There seems to be a common assumption in the affiliate world that the cookie period should be 30 days. I am concerned that not enough thought goes into determining this. What rationale is used by merchants/networks when setting cookie periods?
Sector differences
Different vertical sectors have different buying cycles and so this should influence the length of the cookie period. For example, buying a CD can be an impulse purchase, whereas people generally tend to research substantially when buying items such as holidays or loans.
My question to networks, agencies and merchants is do they take their traditional purchase cycle into account when setting the cookie period?

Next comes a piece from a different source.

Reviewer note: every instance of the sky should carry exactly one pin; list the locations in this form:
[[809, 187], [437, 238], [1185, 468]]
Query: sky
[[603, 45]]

Rewarding affiliates fairly
Any merchant that truly buys into the affiliate model will be aware of the need to reward affiliates fairly for what they do. Whilst metrics like CPA and deduplication criteria are hotly debated by affiliates to ensure they’re getting their dues, is cookie length examined as closely?

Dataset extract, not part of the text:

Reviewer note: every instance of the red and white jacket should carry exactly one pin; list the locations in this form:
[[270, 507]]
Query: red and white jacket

This works the other way round too. An affiliate should only expect to be paid for a sale that they can reasonably claim to have played a major part in influencing. I struggle to see how anyone can justify that a click from an affiliate site has been the main influencer on a sale 12 months later.
Finding a balance
So how do you find common ground between these two factors. You have to weigh up the need to reward affiliates effectively for the work they have done, whilst merchants need to know they are only paying for those sales that affiliates have played the mejor part in.
So back to my point about varying this by product and understanding how consumers go about buying different items. Currently, it seems to be accepted that 30 days is the norm. Where has this come from? Is there any thought put into it?
Do networks have any data on what percentage of sales this would influence? It seems that as we speak more about moving to multi-attribution models this will become more of an issue, so time to address it now?